Cette quadragénaire fait partie des 350 personnes affectées à de nouveaux postes. Aline, employée dans un autre service, explique :
« Dans ce vaste chambardement, des personnels ont dû candidater sur de nouveaux postes, mais quasiment identiques aux leurs. Dès lors, personne ne savait à quelle sauce on allait être mangé. Tout le monde a refait des CV, des lettres de motivations, et des entretiens, alors qu’on pensait que les affectations se feraient sans concurrence, dans la douceur, dans la logique de la fusion. Mais ça a généré un stress chez tous les personnels qui ont dû bouger. »
Malaise généralisé
Une impression confirmée par d’autres personnels. Certains parlent de « grand machin déshumanisé », qui n’aurait « jamais pris en compte l’humain dans la construction de cette grande machine froide ».
Symptôme de ce mal-être, l’activité du Réseau écoute soutien orientation (le Réso) a explosé, en même temps que les arrêts maladie. Une réunion du 7 mars dernier a mis en lumière des situations qui relèvent du médical, concernant entre 30 et 50 employés. Un de ses responsables, qui tient lui aussi à rester anonyme, y voit les effets d’un burn out généralisé :
« En clair, il y a une partie du personnel qui présente des risques psychosociaux. »

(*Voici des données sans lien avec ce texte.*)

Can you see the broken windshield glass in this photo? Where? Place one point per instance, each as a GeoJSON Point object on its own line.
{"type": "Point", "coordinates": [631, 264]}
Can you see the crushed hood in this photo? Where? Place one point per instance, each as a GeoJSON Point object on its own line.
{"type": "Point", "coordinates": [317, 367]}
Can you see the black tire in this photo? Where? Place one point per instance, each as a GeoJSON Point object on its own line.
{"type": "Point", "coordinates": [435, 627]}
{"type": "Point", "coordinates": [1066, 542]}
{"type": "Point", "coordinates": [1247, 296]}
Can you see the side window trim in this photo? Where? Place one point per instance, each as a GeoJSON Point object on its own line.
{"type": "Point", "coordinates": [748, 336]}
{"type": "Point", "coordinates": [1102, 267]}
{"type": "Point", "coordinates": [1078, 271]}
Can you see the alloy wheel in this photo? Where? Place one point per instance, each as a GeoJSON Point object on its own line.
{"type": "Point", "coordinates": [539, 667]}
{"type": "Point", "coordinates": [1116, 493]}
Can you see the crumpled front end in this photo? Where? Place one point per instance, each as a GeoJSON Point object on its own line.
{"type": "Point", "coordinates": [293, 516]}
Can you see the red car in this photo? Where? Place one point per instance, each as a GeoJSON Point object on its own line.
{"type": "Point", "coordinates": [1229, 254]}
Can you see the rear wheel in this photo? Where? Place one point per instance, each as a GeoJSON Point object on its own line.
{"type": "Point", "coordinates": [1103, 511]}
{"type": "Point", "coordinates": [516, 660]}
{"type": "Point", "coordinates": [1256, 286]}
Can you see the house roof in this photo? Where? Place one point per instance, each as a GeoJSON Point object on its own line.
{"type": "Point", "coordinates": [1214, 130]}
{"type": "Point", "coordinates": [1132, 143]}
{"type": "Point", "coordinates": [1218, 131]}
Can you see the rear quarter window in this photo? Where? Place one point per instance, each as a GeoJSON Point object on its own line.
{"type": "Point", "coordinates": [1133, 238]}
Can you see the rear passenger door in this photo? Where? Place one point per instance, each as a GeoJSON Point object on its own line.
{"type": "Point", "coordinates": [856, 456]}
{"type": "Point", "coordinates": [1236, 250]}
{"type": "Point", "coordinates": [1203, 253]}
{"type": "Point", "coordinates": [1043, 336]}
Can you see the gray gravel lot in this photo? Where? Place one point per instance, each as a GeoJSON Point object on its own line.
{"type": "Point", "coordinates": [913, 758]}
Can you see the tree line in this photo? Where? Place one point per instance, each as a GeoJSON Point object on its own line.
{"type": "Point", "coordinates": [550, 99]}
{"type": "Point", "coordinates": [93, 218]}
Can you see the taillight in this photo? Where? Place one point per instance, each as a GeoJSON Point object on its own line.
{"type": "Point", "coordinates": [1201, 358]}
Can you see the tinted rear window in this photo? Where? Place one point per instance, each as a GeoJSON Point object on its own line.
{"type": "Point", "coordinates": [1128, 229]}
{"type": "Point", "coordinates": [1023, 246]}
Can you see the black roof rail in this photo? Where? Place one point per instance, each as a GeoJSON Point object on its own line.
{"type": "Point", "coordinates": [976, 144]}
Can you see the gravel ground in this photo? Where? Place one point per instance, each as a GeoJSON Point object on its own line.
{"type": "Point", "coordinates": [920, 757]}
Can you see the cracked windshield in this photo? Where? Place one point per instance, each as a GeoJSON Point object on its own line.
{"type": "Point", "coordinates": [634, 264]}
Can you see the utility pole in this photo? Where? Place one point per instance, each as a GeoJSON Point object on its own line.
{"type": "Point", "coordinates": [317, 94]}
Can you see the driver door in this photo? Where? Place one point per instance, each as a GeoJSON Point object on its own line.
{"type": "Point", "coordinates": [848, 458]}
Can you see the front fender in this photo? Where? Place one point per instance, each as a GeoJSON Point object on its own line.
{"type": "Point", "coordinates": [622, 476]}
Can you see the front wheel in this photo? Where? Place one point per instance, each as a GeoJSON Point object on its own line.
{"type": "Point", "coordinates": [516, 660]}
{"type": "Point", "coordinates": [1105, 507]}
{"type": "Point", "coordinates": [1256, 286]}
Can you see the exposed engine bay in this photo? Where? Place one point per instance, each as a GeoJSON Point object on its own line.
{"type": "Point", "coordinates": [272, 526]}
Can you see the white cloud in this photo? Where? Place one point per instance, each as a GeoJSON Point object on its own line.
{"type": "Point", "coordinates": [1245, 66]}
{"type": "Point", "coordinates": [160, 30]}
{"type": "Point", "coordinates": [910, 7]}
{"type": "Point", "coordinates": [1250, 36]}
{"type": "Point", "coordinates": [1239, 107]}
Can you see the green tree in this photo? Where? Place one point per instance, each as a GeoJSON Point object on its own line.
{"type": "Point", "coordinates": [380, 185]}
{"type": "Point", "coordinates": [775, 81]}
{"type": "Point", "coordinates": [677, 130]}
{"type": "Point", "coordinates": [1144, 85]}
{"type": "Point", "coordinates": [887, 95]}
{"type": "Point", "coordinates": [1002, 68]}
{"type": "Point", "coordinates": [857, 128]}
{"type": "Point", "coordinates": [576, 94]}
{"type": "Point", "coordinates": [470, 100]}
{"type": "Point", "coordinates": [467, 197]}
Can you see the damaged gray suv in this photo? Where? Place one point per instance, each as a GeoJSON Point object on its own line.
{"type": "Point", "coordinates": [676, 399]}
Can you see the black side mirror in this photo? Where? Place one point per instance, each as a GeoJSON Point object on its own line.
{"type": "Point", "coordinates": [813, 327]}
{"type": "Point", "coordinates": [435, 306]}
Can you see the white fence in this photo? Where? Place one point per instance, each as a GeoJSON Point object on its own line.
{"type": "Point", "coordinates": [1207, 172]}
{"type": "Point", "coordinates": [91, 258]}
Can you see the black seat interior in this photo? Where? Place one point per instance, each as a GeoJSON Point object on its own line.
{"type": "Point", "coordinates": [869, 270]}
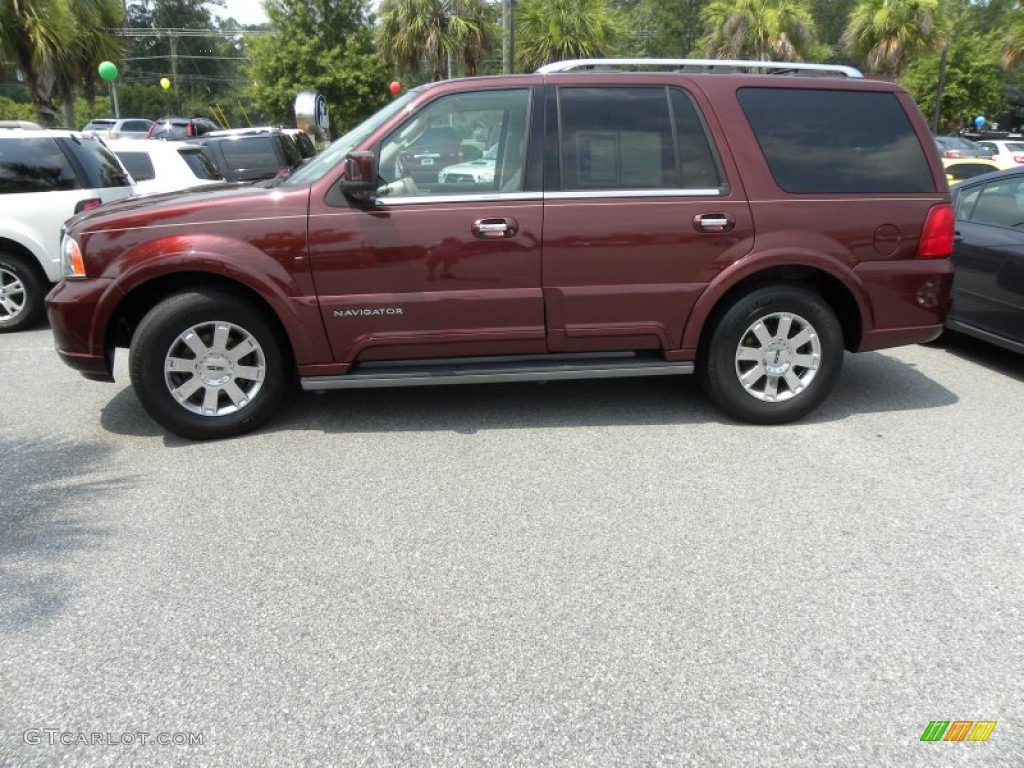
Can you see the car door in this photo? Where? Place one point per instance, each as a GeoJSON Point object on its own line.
{"type": "Point", "coordinates": [638, 216]}
{"type": "Point", "coordinates": [988, 282]}
{"type": "Point", "coordinates": [432, 268]}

La médecine du travail a été saisie de nombreuses demandes de consultation. Le Réso aurait décelé l’existence d’un service entier jugé « dangereux, avec un fonctionnement malsain et un personnel à risque ».

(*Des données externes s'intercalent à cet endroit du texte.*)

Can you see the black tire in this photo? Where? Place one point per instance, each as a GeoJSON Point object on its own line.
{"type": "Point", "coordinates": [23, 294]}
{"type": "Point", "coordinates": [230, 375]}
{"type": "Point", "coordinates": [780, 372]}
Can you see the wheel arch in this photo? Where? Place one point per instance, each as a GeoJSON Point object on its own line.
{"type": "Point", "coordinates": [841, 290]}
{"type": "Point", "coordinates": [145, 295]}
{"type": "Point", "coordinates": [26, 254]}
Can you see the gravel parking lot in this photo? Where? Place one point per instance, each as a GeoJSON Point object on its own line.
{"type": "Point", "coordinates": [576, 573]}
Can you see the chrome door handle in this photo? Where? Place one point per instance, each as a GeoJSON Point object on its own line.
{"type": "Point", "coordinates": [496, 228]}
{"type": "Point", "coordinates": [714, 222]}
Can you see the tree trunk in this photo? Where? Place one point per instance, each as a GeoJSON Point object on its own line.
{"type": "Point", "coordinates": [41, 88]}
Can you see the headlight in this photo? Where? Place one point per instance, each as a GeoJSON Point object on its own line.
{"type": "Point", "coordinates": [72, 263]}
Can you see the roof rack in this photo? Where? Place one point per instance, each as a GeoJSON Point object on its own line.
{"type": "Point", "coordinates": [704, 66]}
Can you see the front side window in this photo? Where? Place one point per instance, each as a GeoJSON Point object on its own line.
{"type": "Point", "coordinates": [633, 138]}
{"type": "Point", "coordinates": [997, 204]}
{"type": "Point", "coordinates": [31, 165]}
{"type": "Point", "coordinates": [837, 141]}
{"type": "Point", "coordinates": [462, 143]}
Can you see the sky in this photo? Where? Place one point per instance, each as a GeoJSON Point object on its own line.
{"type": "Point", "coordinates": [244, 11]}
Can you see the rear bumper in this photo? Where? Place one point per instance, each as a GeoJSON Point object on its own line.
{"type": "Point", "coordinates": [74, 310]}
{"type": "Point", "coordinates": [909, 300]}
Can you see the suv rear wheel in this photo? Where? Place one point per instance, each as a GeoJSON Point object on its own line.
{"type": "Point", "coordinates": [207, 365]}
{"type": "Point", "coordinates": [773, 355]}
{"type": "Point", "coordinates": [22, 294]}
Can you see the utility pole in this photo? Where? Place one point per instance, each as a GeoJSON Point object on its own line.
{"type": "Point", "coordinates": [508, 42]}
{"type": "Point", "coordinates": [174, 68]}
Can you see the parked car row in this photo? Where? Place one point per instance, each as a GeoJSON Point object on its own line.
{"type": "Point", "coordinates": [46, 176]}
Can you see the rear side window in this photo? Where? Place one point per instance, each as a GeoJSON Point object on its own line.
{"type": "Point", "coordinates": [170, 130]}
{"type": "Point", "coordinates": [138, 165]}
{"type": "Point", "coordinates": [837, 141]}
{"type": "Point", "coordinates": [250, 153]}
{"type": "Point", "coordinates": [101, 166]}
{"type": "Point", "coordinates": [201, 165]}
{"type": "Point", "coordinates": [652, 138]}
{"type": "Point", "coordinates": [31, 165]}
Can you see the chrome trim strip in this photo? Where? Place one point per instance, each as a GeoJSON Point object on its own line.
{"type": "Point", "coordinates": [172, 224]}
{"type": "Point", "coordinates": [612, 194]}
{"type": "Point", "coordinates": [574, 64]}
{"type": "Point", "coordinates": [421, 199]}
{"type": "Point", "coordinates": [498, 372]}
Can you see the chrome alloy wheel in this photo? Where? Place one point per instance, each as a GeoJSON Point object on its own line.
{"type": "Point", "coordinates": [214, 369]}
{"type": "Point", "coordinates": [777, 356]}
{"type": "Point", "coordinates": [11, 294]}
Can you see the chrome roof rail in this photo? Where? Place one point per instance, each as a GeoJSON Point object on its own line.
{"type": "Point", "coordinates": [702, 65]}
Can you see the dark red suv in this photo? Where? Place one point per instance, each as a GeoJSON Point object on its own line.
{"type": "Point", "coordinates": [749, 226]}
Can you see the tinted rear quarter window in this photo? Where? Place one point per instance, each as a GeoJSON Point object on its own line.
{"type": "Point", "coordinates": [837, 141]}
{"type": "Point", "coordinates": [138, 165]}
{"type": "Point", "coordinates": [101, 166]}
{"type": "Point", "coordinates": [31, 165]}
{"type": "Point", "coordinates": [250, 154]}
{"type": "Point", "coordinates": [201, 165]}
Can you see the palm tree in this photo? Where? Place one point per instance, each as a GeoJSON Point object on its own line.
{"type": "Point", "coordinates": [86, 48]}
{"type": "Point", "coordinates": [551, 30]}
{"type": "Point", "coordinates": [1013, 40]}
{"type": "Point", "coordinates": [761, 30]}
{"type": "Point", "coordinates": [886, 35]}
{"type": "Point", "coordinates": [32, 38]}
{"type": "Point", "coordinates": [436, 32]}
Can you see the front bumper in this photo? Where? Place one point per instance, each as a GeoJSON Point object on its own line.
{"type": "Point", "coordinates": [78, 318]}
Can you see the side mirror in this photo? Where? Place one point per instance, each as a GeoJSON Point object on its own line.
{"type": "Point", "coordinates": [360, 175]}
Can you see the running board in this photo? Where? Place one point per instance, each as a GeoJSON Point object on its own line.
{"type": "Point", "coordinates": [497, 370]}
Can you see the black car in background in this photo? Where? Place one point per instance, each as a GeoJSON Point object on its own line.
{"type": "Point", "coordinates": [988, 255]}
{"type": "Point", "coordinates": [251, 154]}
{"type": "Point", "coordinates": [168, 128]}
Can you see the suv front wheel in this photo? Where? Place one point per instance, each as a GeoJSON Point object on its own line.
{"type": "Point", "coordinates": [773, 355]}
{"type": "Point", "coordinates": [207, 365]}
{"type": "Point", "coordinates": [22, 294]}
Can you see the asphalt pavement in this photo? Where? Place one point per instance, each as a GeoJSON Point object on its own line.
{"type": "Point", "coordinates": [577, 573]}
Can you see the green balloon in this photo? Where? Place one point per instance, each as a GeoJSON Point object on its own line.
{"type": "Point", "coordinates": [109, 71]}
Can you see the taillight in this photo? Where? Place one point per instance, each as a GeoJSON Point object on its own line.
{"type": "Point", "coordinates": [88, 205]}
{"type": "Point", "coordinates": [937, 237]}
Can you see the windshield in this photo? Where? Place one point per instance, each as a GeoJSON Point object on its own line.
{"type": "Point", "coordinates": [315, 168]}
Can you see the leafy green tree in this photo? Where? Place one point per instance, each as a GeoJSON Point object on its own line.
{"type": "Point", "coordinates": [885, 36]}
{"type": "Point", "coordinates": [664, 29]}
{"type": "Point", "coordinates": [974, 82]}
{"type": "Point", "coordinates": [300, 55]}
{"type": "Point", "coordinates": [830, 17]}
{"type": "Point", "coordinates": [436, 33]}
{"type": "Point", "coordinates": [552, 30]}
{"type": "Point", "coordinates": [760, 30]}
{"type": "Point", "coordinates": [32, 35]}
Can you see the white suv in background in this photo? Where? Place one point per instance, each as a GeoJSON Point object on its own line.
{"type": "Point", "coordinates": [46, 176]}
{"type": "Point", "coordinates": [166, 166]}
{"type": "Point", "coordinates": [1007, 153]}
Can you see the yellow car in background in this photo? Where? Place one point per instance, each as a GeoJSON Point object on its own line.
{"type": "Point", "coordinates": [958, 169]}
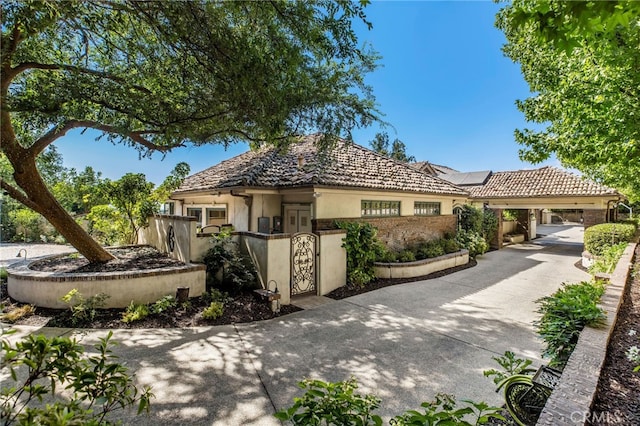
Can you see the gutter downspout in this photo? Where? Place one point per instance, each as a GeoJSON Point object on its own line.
{"type": "Point", "coordinates": [248, 201]}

Jointe par Rue89 Bordeaux, la médecine du travail n’a pas souhaité communiquer sur la situation. Manuel Tunon de Lara, élu président à la mi-janvier, se dit attentif au problème :
« Au regard de la taille du chantier, tout s’est fait de façon assez satisfaisante. Nous sommes très vigilants sur l’accompagnement des personnels et nous travaillons avec le Réso pour éviter ces cas de souffrance au travail. »
Une situation « illégale »
Mais certains membres du Réso s’interrogent sur l’absence de CHSCT, cet organisme chargé la protection de la santé et de la sécurité des salariés. En effet, ils ont été dissouts en raison de la fusion, mais un nouveau CHSCT global n’a pas encore vu le jour.
« C’est non seulement illégal, mais aussi dangereux, vu la période délicate que vivent les personnels », nous affirme l’un deux.
Le président répond que « le comité technique endosse la mission du CHSCT, en attendant que des relais locaux soient créés ». Mais pour l’heure, la souffrance des personnels ne faiblit pas, et les arrêts maladie s’enchaînent.
Si tout le personnel ne relève pas d’une prise en charge médicale, beaucoup considèrent que l’Université unique est devenue un « capharnaüm », où « la moindre demande pour une signature, ou un achat de fourniture relève de l’usine à gaz ». Les problématiques budgétaires et d’emploi, qui existaient au préalable dans chacune des facs, se sont greffées sur l’Université de Bordeaux, dont le budget a diminué de 10%. Pour la prochaine rentrée, qui marquera la première année de plein exercice, la NUB sera confrontée à l’arbitrage entre ses ambitions de grande université, et ses problèmes logistiques et financiers.